Em pacientes com anormalidades de tireóide pré-existentes, acredita-se que a tireotoxicose seja resultante da síntese excessiva de hormônio tiroidiano induzida por iodo (AIT tipo I). Sua patogênese está relacionada aos efeitos da sobrecarga de iodo nas glândulas tiróides anormais, tais como bócio nodular, nódulo autônomo ou doença de Graves latente. Devido a alterações nos mecanismos auto-reguladores intrínsecos que regulam o manuseio do iodo tireoidiano, o hipertireoidismo ocorre na presença de excesso de iodo em indivíduos suscetíveis. Este é um exemplo do fenômeno Jod-Basedow, semelhante à ocorrência de hipertireoidismo em pacientes com bócio endêmico deficiente em iodo após a exposição ao iodo. Portanto, o AIT tipo I poderia indicar o desmascaramento de uma anormalidade subjacente da tireóide ou deficiência de iodo pelo tratamento com amiodarona.37
Em pacientes com glândula tireóide aparentemente normal, a tireotoxicose resulta de dano glandular com conseqüente liberação de hormônios tireoidianos pré-formados na circulação (AIT tipo II). Estudos in vitro mostraram que a amiodarona era citotóxica para células da tireóide FRTL-5; este efeito foi inibido pelo tratamento com dexametasona ou perclorato.33 Similarmente, danos e perturbações foliculares moderados a severos foram demonstrados no estudo histopatológico das glândulas tireoidianas obtidas de pacientes com AIT tipo II.3334 O achado de níveis séricos acentuadamente elevados de interleucina-6 (IL-6) em pacientes AIT tipo II suporta ainda mais esse processo destrutivo-inflamatório, enquanto níveis normais ou ligeiramente elevados de IL-6 são encontrados em pacientes AIT tipo I.3536
Tirotoxicose em pacientes AIT tipo II é normalmente autolimitada, o que pode ser explicado pelo efeito citotóxico dose-dependente da amiodarona. Quando as concentrações de amiodarona intrathyroidal excedem um determinado limiar, os danos celulares levam à tireotoxicose, uma vez que o conteúdo da tireóide vaza para a corrente sanguínea. A concentração intrathyroidal de amiodarona também diminuiria, permitindo a reparação e a restauração do euthyroidismo.37 Ocasionalmente, o hipotiroidismo que requer a substituição da laevothyroxina pode resultar de danos foliculares extensos.38
Características clínicas e diangNose
Suspeita de virotoxicose se os pacientes em tratamento com amiodarona desenvolverem perda de peso inexplicável, sudorese, tremor, taquicardia sinusal ou agravamento do distúrbio cardíaco subjacente.
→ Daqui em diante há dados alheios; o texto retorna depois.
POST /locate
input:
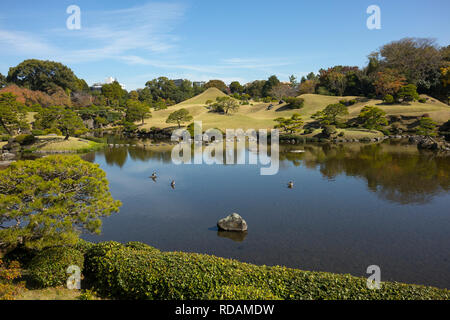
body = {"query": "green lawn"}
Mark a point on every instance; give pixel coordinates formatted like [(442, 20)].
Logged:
[(257, 116)]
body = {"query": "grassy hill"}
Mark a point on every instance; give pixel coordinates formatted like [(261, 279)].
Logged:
[(257, 116)]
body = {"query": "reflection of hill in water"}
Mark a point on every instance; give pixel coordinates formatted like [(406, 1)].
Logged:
[(396, 173), (118, 156)]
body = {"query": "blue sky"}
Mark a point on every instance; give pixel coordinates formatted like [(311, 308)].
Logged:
[(138, 40)]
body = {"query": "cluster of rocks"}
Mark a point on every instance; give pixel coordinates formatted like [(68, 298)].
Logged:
[(10, 151), (233, 222), (429, 143)]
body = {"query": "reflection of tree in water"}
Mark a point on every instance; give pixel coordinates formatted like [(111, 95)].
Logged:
[(145, 154), (395, 175), (118, 156)]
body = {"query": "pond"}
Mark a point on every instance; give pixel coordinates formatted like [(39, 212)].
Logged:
[(352, 206)]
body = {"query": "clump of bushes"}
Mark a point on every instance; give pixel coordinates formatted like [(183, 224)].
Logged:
[(308, 130), (38, 132), (347, 103), (389, 99), (48, 268), (329, 130), (241, 293), (422, 100), (25, 139), (130, 272), (9, 272), (294, 103), (5, 137)]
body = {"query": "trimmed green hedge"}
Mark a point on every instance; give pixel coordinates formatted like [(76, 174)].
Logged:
[(48, 268), (241, 293), (141, 272)]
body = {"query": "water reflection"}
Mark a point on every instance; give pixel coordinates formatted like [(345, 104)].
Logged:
[(351, 206), (397, 173), (235, 236)]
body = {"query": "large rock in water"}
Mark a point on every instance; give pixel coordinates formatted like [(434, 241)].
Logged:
[(233, 222), (428, 143)]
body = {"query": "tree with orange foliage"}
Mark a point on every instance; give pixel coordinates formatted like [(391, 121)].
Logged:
[(388, 81)]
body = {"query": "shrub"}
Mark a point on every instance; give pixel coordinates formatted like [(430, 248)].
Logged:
[(8, 273), (48, 268), (21, 254), (25, 139), (388, 99), (87, 295), (83, 246), (53, 131), (241, 293), (127, 272), (328, 131), (295, 103), (38, 132)]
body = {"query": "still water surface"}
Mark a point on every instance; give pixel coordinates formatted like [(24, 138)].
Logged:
[(352, 206)]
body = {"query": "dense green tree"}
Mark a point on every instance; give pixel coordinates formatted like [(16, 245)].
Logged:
[(136, 110), (329, 130), (282, 91), (43, 75), (236, 87), (293, 81), (373, 117), (113, 92), (255, 88), (271, 83), (100, 114), (329, 115), (180, 116), (289, 125), (426, 127), (63, 119), (50, 201), (12, 113), (165, 89), (219, 84), (294, 102), (3, 81)]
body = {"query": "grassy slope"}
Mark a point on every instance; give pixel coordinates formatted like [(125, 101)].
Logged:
[(257, 116)]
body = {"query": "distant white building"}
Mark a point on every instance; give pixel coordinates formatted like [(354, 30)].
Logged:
[(199, 83), (98, 85)]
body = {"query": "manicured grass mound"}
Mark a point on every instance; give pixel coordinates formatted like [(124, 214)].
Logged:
[(135, 272), (48, 268)]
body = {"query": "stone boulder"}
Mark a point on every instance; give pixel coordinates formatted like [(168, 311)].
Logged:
[(233, 222), (428, 143), (7, 156)]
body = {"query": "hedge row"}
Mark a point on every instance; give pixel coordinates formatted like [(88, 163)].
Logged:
[(48, 268), (137, 271)]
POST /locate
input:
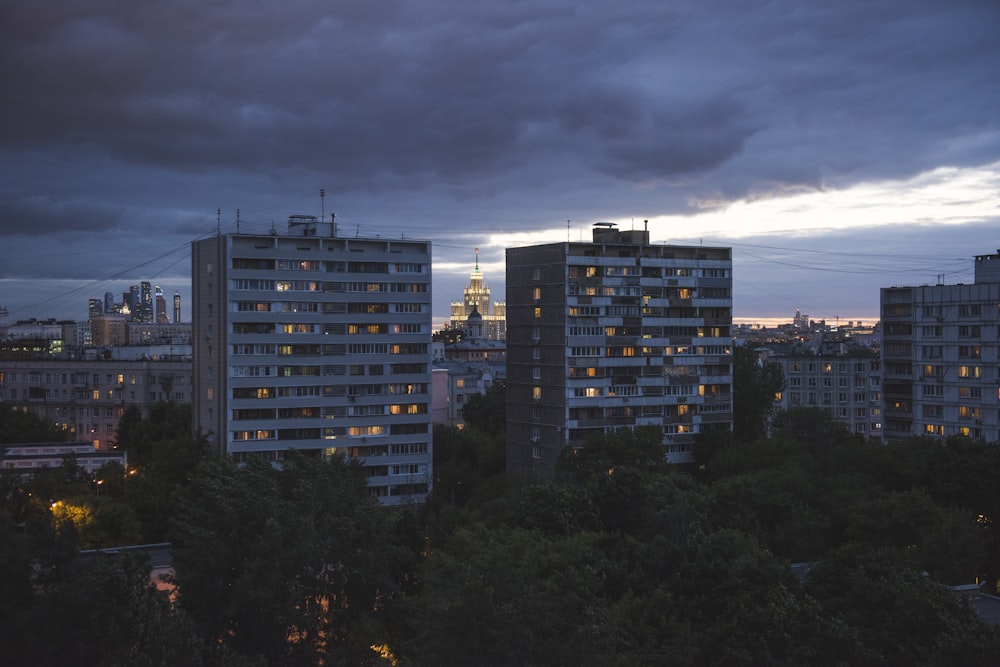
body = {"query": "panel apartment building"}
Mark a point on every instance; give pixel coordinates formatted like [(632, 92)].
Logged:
[(849, 388), (940, 354), (318, 343), (611, 334), (88, 396)]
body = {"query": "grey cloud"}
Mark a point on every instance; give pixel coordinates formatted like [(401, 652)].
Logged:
[(441, 116)]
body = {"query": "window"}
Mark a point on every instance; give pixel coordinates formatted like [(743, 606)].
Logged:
[(969, 331), (969, 309)]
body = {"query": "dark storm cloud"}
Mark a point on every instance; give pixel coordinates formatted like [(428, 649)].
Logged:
[(143, 118)]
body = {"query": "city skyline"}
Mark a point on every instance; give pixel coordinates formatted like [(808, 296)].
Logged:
[(838, 149)]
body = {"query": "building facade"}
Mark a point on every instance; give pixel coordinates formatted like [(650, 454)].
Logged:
[(611, 334), (87, 397), (940, 357), (318, 343), (849, 388)]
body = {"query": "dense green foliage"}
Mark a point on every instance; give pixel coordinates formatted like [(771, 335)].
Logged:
[(619, 560)]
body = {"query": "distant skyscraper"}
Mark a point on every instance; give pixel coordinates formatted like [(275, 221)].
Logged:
[(134, 302), (146, 307), (318, 343), (477, 297), (161, 307)]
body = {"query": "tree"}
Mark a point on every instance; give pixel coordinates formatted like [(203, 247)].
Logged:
[(487, 413), (107, 613), (290, 565), (755, 385), (897, 615)]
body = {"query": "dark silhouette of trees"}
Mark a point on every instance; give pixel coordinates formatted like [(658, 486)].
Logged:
[(755, 384)]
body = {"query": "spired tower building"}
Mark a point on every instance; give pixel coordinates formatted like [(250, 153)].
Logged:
[(477, 297)]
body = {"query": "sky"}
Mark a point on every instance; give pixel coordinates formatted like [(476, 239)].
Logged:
[(837, 147)]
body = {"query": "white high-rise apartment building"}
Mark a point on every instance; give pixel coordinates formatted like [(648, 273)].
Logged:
[(940, 355), (317, 343)]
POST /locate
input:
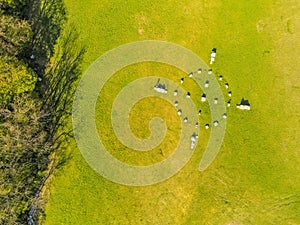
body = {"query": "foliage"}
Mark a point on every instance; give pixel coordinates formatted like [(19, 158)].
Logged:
[(255, 177), (15, 79), (23, 158), (14, 34)]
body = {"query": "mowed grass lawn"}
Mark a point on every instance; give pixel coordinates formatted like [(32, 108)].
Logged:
[(255, 177)]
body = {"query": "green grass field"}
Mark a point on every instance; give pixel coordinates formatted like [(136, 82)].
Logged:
[(255, 177)]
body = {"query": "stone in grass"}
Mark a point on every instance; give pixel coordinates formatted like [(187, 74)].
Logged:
[(175, 93), (185, 119), (216, 100), (206, 84), (203, 98), (228, 103)]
Da mesma forma, o AIT deve ser considerado se houver novo aparecimento de arritmias supraventriculares como taquicardia atrial ou fibrilação atrial. As características que diferenciam o AIT tipo I do tipo II estão resumidas na tabela 3; contudo, deve-se reconhecer que ambos os processos patológicos podem coexistir na mesma glândula. Os pacientes com AIT tipo I normalmente têm subjacente bócio multinodular ou difuso, enquanto que aqueles com AIT tipo II podem possuir um pequeno bócio tenro ao exame. Contudo, os pacientes podem não apresentar os sintomas clássicos de tirotoxicose que, naqueles com bócio tenro, podem ocasionalmente ser confundidos com tiroidite subaguda. O desenvolvimento da tireotoxicose é frequentemente imprevisível; o seu início é normalmente súbito e explosivo, sem antecedentes bioquímicos subclínicos.371130 É, portanto, importante educar os pacientes para que observem as características da tireotoxicose e procurem tratamento prontamente.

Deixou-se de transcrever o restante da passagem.